Build the project to generate the executable JAR located at build/libs/gpt-oss-java-1.0.0-all.jar
.
./gradlew build shadowJar
Note: you can download JDK and configure the Java version using either method below:
- Create a
gradle.properties
and addorg.gradle.java.home=/path/to/jdk-23+
. - Set the environment variable
export JAVA_HOME=/path/to/jdk-23+
java --add-modules jdk.incubator.vector -jar build/libs/gpt-oss-java-1.0.0-all.jar /path/to/model-gpt-oss-20b.bin
Command Line Options:
Usage: java GPTOSSCli <model_path> [options]
Examples:
java --add-modules jdk.incubator.vector -jar gpt-oss-java-1.0.0-all.jar /path/to/model-gpt-oss-20b.bin -m generate -p "Hello world" -n 50
java --add-modules jdk.incubator.vector -jar gpt-oss-java-1.0.0-all.jar /path/to/model-gpt-oss-20b.bin -m chat -t 0.1
java --add-modules jdk.incubator.vector -jar gpt-oss-java-1.0.0-all.jar /path/to/model-gpt-oss-20b.bin -t 0.2 -n 32768 --multi-turn
Options:
-m <mode> Inference mode: 'generate' (single shot) | 'chat' (interactive multi-turn) [default: chat]
-p <prompt> Input prompt (required for generate mode)
-n <tokens> Maximum tokens to generate [default: 100]
-t <temperature> Sampling temperature (0 to inf) [default: 0.1]
-s <ids> Stop token IDs (comma-separated) [default: 0,199999,200002]
--debug Enable debug logging [default: false]
--multi-turn Enable multi-turn conversation (chat mode only) [default: false]
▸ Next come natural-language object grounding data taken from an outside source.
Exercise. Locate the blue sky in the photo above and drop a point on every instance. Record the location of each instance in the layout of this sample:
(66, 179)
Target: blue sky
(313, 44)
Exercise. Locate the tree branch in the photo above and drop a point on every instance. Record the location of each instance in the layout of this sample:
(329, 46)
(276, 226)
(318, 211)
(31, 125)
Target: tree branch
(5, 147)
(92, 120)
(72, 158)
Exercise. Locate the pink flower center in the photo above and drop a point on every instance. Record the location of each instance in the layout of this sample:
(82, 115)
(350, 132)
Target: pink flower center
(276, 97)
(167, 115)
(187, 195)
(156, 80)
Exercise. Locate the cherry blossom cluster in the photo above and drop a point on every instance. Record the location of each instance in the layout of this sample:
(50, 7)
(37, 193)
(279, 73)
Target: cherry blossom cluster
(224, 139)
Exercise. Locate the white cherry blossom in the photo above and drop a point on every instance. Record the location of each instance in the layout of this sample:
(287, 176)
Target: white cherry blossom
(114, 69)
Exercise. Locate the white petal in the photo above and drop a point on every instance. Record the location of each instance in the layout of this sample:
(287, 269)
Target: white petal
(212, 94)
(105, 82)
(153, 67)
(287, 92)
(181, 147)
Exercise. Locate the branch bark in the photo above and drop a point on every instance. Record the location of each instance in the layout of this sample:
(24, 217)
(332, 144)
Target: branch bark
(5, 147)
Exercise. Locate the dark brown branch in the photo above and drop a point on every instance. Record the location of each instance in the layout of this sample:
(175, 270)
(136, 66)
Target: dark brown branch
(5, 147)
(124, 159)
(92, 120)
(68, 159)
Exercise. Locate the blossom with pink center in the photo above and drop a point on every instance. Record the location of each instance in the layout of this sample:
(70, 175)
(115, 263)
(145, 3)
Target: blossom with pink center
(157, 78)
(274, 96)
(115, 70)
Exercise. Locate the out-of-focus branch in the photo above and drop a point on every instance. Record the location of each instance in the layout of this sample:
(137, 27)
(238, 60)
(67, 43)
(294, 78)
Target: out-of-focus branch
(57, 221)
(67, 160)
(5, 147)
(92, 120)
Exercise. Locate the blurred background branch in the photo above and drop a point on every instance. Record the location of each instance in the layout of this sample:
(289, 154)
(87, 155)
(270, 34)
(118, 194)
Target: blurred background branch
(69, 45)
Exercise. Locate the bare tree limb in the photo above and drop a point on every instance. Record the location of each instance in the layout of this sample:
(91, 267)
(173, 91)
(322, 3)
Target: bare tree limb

--model-size gpt-oss model size 20b or 120b [default: 20b]
Examples:
# Interactive chat (default if -m not set)
java --add-modules jdk.incubator.vector \
-jar gpt-oss-java-1.0.0-all.jar /path/to/model.bin \
-m chat
# Keeps conversation history in one session
java --add-modules jdk.incubator.vector \
-jar gpt-oss-java-1.0.0-all.jar /path/to/model.bin \
-m chat \
--multi-turn
# Single-shot generation with max of 100 tokens and temperature of 0.2
java --add-modules jdk.incubator.vector \
-jar gpt-oss-java-1.0.0-all.jar /path/to/model.bin \
-m generate \
-t 0.2 \
-p "Why do people use umbrellas when it rains?" \
-n 100
# Override stop IDs (default: 0,199999,200002)
java --add-modules jdk.incubator.vector \
-jar gpt-oss-java-1.0.0-all.jar /path/to/model.bin \
-m generate \
-p "Write a short story about AI." \
-s 3392
# Debug logging to show performance metrics
java --add-modules jdk.incubator.vector \
-jar gpt-oss-java-1.0.0-all.jar /path/to/model.bin \
-m generate \
-p "Explain TCP vs UDP" \
--debug
# Switch to 120B
java --add-modules jdk.incubator.vector \
-jar gpt-oss-java-1.0.0-all.jar /path/to/model-120b.bin \
--model-size 120B
Control matrix multiplication and scaled dot product parallelism by setting the ForkJoinPool size. By default, it uses all available vCPU cores.
# Use 16 threads
java -Djava.util.concurrent.ForkJoinPool.common.parallelism=16 --add-modules jdk.incubator.vector \
-jar gpt-oss-java-1.0.0-all.jar /path/to/model.bin \
-m chat
You can specify -Xmx
in JVM options, normally it requires less than 16GB JVM heap memory.
The memory-mapped MLP weights require an additional ~30GB of system memory.
KV cache allocation goes with the max-tokens -n
CLI parameter, default a lower bound of 4096 tokens.
This Java implementation delivers the following CPU inference performance on gpt-oss-20b:
- Apple M3 Pro (12 cores, 36GB RAM):
- Decode: avg ~3.3 tokens/sec
- Prefill: avg ~2.2 tokens/sec
- AWS EC2 m5.4xlarge (Intel Xeon Platinum 8175M, 8 physical cores, 16 vCPUs, 64GB RAM)
- Decode: avg ~7.0 tokens/sec
- Prefill: avg ~10.4 tokens/sec
For detailed benchmark results, hardware, and performance data, see benchmark/README.md.
This project is licensed under the Apache-2.0 License.